# Fuji Finepix as a Webcam - Is it possible?



## munch (Mar 5, 2003)

Does anyone know if its possible to run a Fuji Finepix A204 Digital Camera as a webcam on a mac.

Having just bought one and read the manual, it says that it only works as a webcam in Windows XP, but there must be a way of making it work on a Mac in either OS9 or OSX (preferably).

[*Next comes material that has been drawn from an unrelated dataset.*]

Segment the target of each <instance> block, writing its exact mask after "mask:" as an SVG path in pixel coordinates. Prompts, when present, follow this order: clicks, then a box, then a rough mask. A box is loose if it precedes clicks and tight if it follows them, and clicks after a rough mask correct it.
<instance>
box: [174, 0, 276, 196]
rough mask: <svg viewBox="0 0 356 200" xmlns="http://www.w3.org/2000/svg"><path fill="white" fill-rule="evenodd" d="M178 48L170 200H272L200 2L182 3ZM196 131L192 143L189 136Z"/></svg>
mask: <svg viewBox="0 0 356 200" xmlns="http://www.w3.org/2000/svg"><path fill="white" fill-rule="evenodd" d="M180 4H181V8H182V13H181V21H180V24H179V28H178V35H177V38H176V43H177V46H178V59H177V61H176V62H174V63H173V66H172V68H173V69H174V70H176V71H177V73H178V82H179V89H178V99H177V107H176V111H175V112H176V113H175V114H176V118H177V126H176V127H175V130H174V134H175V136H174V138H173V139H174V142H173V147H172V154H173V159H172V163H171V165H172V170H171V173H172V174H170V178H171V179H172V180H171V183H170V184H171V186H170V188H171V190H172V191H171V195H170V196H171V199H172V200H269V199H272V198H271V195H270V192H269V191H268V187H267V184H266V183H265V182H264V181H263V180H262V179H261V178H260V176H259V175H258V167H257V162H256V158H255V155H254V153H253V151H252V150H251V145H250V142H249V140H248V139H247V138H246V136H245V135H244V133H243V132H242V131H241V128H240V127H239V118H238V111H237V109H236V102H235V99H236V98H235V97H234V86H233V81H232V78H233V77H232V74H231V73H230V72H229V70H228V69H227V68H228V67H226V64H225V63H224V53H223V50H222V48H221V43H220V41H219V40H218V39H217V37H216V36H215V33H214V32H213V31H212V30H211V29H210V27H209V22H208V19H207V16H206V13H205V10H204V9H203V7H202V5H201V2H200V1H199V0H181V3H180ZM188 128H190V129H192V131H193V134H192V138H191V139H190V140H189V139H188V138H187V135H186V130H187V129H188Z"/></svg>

Any help would be great and if you know what I need (drivers etc.) and where to get them that would be even better.

cheers


Munch


----------



## joaquindromero (Apr 16, 2003)

I am having the same problem with FinePix 4800.  WebCam looks great in windows but no go in OSX or OS 9.
Have you called Fuji?

Let me know if you find the answer.  I will do the same.

Thanks
jr


----------



## bobw (Apr 16, 2003)

You might be able to get it working using a these drivers;

http://www.ioxperts.com/devices_fwwebcams.html


----------



## munch (Apr 18, 2003)

well that was a big help... NOT!

for a kick-off, its not a Firewire camera by any means, and secondly, are you expecting me to try each driver till I find the right one?

I called Fuji who said that the problems lies not with them (as I thought), but I would have to use a third party program such as Yahoo Messenger. I do anyway, and still haven't had any luck so I got in touch with Yahoo Technical Support who were very helpful. They told me that at the moment, no driver was available but they were looking into creating one.

So far I've heard nothing back.

It seems no matter how advanced this stuff gets, there will always be this Mac/PC divide.


----------



## michaelsanford (Sep 27, 2003)

I have the same problem, FinePix F402 with the cradle, and it won't work even with YIM. What a pain...how hard can it be to write a driver, and for Macintosh which is supposed to be driven by creativity and video and photography etc.etc.


----------